Abstract TMP33: Progesterone Prevents Hemorrhagic Transformation after tPA Treatment in Experimental Stroke

Abstract

BACKGROUND: Tissue plasminogen activator (tPA) is the only FDA-approved treatment for acute stroke. Unfortunately, because of its narrow time window and high risk-to-benefit ratio it is used in less than 3.0% of stroke patients. Our group and others have shown progesterone (PROG) to be beneficial in several ischemic brain injury models. However, before PROG can be tested in stroke patients, how it will interact with tPA, and whether combination with PROG will increase or decrease the risk of bleeding and hemorrhagic conversion, should be determined. In the present study we examined whether PROG would prevent tPA associated hemorrhagic transformation in an experimental stroke model. PROG’s efficacy in preventing tPA-induced impairment of transendothelial electrical resistance (TEER) under hypoxia/reoxygenation (H/R) conditions was evaluated in a mouse brain endothelial cell line.
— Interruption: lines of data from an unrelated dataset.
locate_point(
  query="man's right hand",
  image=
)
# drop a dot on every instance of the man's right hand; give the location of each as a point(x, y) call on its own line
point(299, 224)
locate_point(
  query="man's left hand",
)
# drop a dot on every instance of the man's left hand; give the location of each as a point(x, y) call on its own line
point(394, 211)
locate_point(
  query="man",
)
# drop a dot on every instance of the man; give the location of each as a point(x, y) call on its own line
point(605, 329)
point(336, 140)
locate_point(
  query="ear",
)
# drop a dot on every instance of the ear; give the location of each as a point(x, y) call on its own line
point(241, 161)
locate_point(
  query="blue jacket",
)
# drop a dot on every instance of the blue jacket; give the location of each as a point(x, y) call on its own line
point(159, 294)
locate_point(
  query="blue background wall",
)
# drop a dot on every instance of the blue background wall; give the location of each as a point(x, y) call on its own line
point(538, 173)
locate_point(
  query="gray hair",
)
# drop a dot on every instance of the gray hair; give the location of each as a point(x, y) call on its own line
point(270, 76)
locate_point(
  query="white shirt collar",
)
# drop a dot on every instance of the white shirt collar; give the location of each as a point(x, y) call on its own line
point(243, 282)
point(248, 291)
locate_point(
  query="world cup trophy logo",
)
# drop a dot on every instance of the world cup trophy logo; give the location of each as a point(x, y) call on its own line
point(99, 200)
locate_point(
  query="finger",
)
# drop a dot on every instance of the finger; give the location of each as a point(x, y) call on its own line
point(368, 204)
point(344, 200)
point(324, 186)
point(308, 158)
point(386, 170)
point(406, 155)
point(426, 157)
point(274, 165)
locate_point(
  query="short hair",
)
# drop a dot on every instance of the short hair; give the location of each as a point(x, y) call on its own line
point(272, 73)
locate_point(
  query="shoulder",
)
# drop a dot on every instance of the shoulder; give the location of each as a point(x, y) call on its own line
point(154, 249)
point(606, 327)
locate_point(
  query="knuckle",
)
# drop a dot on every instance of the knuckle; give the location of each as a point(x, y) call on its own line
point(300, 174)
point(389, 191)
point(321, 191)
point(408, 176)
METHODS: Male SD rats were subjected to right middle cerebral artery occlusion (MCAO), reperfused at 4.5 hours and then treated with tPA (5 mg/kg b.wt; via femoral vein) at 4.5 hours or PROG (intraperitoneally) at 2 hours plus tPA at 4.5 hours. Rats were killed at 24 hours post-ischemia and brains perfused for evaluation of cerebral hemorrhage, brain swelling, blood-brain barrier (BBB) permeability, MMP-9 activity and cerebral infarction. TEER across the endothelial cell membrane was measured using an EVOM resistance meter. RESULTS: Delayed tPA treatment induced significant (p<0.05) hemorrhagic conversion and brain swelling. Combining PROG with delayed tPA administration significantly ameliorated brain hemorrhage, hemispheric swelling, BBB permeability and MMP-9 induction compared to the saline-treated injured group. The reduction in hemorrhagic injury in PROG+tPA-treated rats was 59.0% compared to tPA-treated rats without PROG. PROG treatment also significantly prevented the decrease in TEER induced by tPA under H/R conditions in vitro . CONCLUSIONS: Our data can be taken to suggest that PROG administration may extend the therapeutic time window for tPA administration in ischemic stroke, while at the same time reducing the risk of hemorrhagic conversion.